December's election upset make the changes inevitable. Russia's Choice, Gaidar and Federov's new political party, was trounced by ultranationalists and Communists, who are now blaming reformers for everything from factory closings to rising crime. "It's natural that Gaidar resigned," says Alexei Mitrofanov, a State Duma deputy from the ultranationalist Liberal Democratic Party. "In all countries, the people who lose the elections leave the government."
The 55-year old Chernomyrdin, who stayed out of the elections, is a breed apart from the academic Gaidar. Chernomyrdin is a pragmatic state-sector industrialist who rose through the ranks of the natural gas ministry to become minister in 1989 and then president of Gazprom, the monopoly that pumps natural gas to Western Europe. Unlike other parts of Russia's energy sector, Gazprom is reputed to be well-managed--although reserves are so massive it's hard to fail.

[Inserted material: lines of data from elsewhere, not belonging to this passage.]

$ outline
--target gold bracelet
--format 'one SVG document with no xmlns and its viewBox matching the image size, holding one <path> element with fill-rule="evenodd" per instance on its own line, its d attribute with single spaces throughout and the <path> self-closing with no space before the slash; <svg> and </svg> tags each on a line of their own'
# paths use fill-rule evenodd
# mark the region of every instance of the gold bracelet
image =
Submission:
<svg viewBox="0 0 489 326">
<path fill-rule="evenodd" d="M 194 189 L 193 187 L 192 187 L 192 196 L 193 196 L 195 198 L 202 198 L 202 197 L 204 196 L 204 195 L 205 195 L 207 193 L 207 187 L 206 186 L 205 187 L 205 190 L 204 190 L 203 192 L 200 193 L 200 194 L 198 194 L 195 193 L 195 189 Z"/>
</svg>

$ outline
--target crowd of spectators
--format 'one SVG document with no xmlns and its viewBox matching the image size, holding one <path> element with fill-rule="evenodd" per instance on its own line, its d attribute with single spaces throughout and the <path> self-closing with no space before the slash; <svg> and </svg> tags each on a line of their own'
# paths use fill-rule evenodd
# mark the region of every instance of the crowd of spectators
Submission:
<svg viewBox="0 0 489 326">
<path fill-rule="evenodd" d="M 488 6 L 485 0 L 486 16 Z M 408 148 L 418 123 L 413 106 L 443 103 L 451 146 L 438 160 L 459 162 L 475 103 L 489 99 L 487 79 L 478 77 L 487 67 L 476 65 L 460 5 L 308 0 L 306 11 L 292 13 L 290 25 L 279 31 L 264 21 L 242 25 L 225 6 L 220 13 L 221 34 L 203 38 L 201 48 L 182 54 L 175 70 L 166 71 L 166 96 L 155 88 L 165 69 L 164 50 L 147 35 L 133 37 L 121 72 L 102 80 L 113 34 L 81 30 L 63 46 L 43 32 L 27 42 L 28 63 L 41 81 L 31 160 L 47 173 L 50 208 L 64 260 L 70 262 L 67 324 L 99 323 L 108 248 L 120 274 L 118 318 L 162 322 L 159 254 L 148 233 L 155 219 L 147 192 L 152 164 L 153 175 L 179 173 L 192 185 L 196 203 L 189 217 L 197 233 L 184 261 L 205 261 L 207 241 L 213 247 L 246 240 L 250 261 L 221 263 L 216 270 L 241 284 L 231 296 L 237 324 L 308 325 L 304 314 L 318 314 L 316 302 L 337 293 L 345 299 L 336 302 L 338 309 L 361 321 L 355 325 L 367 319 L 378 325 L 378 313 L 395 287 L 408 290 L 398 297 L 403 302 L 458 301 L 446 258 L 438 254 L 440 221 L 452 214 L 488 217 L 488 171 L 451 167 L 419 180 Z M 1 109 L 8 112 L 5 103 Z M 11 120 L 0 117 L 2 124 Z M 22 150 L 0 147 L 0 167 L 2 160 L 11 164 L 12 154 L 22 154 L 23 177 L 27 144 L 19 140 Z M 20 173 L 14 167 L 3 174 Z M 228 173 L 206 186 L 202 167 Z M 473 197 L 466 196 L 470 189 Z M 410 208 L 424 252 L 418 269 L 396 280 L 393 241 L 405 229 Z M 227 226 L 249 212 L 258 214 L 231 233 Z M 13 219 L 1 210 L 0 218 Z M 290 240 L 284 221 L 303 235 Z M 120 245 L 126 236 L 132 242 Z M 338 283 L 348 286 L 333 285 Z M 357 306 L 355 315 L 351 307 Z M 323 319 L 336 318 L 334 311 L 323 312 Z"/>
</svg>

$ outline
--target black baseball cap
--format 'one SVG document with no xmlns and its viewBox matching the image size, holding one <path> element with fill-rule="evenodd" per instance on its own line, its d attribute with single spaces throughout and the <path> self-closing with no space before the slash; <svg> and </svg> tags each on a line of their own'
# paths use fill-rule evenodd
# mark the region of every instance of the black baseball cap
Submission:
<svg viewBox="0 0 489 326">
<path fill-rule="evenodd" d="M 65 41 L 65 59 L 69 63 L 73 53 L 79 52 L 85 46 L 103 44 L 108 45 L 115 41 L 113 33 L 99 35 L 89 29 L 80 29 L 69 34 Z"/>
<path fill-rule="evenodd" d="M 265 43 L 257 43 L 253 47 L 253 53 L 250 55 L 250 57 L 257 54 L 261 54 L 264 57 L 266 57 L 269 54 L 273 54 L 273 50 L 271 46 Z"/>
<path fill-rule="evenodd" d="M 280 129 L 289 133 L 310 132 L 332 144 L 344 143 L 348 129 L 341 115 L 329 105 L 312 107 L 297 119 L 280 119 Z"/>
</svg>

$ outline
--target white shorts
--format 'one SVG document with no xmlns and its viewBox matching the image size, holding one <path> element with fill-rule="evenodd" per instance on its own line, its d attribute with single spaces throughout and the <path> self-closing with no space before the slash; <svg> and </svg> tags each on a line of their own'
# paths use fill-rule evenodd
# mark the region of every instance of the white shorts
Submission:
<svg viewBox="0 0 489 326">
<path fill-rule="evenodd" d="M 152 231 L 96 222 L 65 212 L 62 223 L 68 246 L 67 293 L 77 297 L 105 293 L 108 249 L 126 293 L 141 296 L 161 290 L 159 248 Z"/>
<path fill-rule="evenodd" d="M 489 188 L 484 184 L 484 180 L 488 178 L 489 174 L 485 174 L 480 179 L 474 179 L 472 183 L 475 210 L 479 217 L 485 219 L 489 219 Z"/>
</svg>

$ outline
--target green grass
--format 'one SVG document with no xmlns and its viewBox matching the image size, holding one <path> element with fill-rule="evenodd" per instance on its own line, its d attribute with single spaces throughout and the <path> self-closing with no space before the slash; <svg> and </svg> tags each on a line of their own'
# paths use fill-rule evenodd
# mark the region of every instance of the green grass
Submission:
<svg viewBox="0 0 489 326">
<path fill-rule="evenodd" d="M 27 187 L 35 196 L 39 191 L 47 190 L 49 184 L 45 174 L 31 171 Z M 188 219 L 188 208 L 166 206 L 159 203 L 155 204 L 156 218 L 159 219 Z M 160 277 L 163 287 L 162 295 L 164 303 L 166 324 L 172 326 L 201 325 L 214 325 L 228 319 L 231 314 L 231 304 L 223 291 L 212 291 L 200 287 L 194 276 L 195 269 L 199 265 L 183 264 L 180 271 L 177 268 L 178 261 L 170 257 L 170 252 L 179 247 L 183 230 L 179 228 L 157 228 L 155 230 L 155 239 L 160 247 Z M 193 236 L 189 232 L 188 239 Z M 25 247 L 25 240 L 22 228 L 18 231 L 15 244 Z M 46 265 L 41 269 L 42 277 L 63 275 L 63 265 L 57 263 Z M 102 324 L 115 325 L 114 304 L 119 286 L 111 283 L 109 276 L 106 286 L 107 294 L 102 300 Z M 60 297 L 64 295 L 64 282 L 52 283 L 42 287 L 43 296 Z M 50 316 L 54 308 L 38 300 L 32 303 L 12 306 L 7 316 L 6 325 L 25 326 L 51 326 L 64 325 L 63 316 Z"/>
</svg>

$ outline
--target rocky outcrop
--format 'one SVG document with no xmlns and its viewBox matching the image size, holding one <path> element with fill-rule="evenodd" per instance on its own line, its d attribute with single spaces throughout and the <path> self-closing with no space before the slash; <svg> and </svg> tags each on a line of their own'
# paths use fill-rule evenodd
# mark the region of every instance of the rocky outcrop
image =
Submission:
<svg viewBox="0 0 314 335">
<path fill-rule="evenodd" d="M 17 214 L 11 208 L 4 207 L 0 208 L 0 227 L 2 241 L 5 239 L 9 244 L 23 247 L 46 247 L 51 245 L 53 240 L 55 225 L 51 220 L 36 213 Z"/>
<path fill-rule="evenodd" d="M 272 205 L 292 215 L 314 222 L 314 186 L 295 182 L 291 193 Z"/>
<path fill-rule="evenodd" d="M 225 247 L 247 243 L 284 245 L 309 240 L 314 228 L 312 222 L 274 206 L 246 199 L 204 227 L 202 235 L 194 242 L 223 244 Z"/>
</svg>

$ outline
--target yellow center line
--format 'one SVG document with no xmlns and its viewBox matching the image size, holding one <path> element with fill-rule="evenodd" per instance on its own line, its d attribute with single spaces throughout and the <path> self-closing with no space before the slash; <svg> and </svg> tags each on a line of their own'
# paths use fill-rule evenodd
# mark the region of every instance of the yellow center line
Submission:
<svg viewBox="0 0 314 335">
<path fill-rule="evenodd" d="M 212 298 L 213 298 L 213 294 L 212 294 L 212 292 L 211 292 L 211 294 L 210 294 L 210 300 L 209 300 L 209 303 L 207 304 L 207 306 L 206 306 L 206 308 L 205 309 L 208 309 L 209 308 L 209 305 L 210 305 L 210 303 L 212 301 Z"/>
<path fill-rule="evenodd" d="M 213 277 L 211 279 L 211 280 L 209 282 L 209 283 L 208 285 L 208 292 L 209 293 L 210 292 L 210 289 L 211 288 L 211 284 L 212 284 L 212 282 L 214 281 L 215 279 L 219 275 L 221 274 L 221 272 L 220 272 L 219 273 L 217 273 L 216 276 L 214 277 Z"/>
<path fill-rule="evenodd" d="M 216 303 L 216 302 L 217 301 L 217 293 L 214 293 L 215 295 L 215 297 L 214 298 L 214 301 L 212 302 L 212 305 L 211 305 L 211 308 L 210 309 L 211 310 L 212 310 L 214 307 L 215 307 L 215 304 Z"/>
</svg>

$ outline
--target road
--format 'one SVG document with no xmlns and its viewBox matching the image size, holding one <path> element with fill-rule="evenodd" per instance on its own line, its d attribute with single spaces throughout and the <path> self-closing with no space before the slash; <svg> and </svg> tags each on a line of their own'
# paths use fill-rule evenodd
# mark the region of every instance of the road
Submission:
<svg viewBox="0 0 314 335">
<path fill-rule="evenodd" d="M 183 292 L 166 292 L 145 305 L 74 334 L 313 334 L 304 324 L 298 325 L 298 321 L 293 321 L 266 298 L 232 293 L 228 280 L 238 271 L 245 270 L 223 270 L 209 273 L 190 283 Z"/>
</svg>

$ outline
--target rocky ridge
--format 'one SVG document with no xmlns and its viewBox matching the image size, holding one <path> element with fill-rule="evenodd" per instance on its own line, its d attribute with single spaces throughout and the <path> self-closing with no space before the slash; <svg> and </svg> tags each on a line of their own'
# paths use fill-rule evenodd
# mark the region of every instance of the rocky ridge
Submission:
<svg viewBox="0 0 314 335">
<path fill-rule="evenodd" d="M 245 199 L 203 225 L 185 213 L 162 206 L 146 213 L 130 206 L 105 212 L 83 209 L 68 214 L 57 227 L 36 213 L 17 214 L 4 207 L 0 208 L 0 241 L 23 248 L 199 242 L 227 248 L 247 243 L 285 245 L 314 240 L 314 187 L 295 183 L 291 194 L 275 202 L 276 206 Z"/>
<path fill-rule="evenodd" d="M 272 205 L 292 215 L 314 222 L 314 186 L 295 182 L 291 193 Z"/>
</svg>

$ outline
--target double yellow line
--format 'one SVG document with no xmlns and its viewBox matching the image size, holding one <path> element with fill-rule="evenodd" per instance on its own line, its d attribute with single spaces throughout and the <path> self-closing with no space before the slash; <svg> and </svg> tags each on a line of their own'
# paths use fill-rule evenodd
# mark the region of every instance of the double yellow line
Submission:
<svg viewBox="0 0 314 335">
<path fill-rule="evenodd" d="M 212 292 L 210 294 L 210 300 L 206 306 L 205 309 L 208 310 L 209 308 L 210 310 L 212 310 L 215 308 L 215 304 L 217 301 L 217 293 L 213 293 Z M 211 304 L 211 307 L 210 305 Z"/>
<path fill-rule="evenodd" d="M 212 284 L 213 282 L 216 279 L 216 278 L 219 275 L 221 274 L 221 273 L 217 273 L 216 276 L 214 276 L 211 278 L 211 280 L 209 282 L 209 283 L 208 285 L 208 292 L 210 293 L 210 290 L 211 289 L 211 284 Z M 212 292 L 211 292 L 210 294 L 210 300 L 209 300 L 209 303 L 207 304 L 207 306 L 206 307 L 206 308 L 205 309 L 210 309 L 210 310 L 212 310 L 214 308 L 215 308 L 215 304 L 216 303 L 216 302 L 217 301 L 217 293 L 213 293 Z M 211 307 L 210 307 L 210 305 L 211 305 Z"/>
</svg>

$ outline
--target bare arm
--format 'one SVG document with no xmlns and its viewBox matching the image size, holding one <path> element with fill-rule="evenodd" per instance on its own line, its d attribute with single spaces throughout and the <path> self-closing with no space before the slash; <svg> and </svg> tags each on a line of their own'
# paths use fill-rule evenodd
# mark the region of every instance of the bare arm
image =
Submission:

Chernomyrdin's rise represents the triumph of state-sector industrialists. Since coming on board last year, he has often deftly balanced the warring reform and antireform elements in Yeltsin's government. At the same time, he argued strongly for government bailouts of industries, and he is among those favoring a tougher foreign policy that uses economic incentives to rein in former Soviet republics such as Belarus and Ukraine.
To the dismay of reformers, the Prime Minister insists on retaining his ally, Viktor Geraschenko, as Central Bank chief. Geraschenko is widely blamed for fueling inflation by doling out billions of rubles in credits to failing industries. Federov badly wants the bank job.
If Chernomyrdin gets his way, the bank will crank out even more state credit to build the new social safety net that voters want. But he will also promote Russia's massive privatization program. In part, that's because the increasingly powerful public-sector managers profit tremendously from the sell-offs, often gaining controlling stakes or at least veto power in their companies. Some set up profitable businesses on the side, such as banks or equipment suppliers. Unlike the radical monetarists, Yeltsin's privatization chief, Anatoly B. Chubais, is likely to keep his job.
"VERY COMFORTABLE." The question is how all this will play in the West and before the International Monetary Fund. Western executives seem generally impressed with Chernomyrdin, who is well known to them. On a U.S. visit last September, he stumped hard for investment in Russia. "Most American businessmen feel very comfortable with him," says Eugene K. Lawson, president of the U.S.-Russia Business Council. "He's pro-Western, and he's pragmatic."
The IMF is more skeptical. The fund is now concerned that Russia will not be able to meet guidelines for the release of $28 billion in funds. "We have rules here," says an IMF official. But Bill Clinton remains optimistic. Both he and Vice-President Al Gore, who has developed a friendly relationship with Chernomyrdin, feel he is someone they can work with.